OP, the reason that I said that it needs a GFCI is that you said it now makes you nervous. And, not knowing where the line is, how deep it is, and whether or not it is in conduit, you should be somewhat nervous, particularly when planting flower or bushes, or otherwise digging in your yard. But this is your home, your castle, and it is the last place on earth that you should feel nervous about your environment. So no, as far as am concerned, it is not imperative that you provide GFCI protection. On the other hand, if you were to do so, and were to subsequently contact the line with a shovel, or whatever, the worst case scenario would be that the GFCI would trip, and the line would need to be repaired or replaced.


----------



## Startingover (Apr 18, 2012)

I'm more relaxed in the house, after a month, and figuring out all the switches and things. Plus, painting has given me an up close encounter with the house.

GFI's will be at the top of my list for an electrician.

Great idea about a radio (& no batteries) to check breakers.

All you people here are great!!!


----------



## biggles (Jan 1, 2008)

remove the bulb check the rating...or tonight shut all you breakers of one at a time(go into the refirg and turn it off)with somebody out side to yell out when it goes off...turn the refrig back on after the test...


----------



## Startingover (Apr 18, 2012)

I started to do this and got interrupted but so far, no luck. Will finish the task soon. None of the breakers are labels 'lamp post' but many are labeled 'lights'.

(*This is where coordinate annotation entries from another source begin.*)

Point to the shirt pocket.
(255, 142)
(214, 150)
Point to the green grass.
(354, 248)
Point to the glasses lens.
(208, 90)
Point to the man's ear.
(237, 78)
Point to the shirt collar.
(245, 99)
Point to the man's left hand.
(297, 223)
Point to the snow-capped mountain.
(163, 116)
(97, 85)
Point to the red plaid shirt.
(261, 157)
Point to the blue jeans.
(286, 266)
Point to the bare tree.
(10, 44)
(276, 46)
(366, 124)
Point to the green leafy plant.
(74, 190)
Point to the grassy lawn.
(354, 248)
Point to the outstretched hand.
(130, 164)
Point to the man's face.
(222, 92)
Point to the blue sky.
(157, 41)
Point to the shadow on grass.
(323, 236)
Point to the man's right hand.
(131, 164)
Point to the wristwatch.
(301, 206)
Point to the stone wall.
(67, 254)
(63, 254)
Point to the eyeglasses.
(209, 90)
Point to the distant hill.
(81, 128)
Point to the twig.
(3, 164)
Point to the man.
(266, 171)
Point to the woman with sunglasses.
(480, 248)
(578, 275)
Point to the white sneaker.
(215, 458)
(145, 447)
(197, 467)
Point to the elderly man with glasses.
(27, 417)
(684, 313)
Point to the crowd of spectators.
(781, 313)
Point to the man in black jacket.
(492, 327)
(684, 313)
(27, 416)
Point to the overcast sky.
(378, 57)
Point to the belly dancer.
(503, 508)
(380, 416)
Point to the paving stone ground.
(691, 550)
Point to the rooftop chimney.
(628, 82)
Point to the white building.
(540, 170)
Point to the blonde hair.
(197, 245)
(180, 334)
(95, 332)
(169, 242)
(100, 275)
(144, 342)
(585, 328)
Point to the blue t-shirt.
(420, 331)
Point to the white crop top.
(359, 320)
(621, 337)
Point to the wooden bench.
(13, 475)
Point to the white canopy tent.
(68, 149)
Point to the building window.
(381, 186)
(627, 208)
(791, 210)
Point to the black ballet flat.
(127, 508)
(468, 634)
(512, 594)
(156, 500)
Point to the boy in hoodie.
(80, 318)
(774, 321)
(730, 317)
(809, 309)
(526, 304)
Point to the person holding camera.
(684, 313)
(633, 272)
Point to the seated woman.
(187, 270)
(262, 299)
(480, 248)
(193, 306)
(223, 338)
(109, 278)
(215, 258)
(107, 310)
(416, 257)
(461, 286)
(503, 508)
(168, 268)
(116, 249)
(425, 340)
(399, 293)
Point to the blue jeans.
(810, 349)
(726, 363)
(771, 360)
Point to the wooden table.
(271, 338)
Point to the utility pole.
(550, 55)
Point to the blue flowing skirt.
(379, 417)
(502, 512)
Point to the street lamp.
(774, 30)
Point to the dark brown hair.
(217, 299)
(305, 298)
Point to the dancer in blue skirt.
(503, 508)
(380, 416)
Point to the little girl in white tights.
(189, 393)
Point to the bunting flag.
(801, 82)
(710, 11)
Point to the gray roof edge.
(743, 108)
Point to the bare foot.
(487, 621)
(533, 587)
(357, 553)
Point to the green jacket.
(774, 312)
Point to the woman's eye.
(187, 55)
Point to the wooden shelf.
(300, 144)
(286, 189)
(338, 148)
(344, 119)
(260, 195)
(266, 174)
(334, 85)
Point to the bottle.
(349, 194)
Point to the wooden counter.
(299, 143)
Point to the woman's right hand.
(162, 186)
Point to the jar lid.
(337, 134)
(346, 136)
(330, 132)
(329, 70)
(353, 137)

And, for the first time I can see the benefit of flood lights. Got home late and had to take the trash out and it was so dark and my yard is full of trees. After turning the flood lights on I felt immensely safer.


----------



## EdLank (Apr 23, 2010)

No mention was made about the bulb(s) type. If 120V then it is not a simple solar. To be solar, it has to have a photovoltaic cell to convert sunlight into electricity. If none is there, it is wired. What voltage is the bulb? If less than 120V, and not solar, it needs a transformer. You could look for that, or a wire exiting the basement or crawl space, below ground level.


----------



## neeraj77 (Jul 10, 2012)

Startingover said:


> canarywood and Joe,
> 
> Thank you.
> 
> Is it likely that any wires would be on the side of the lamp post facing the house? Are they inside of PVC or something protective, so that if I dig gently I won't disturb them (or get shocked)?



Hi Startingover, 
I am 100% agree with you. Same thing hit in my mind.


----------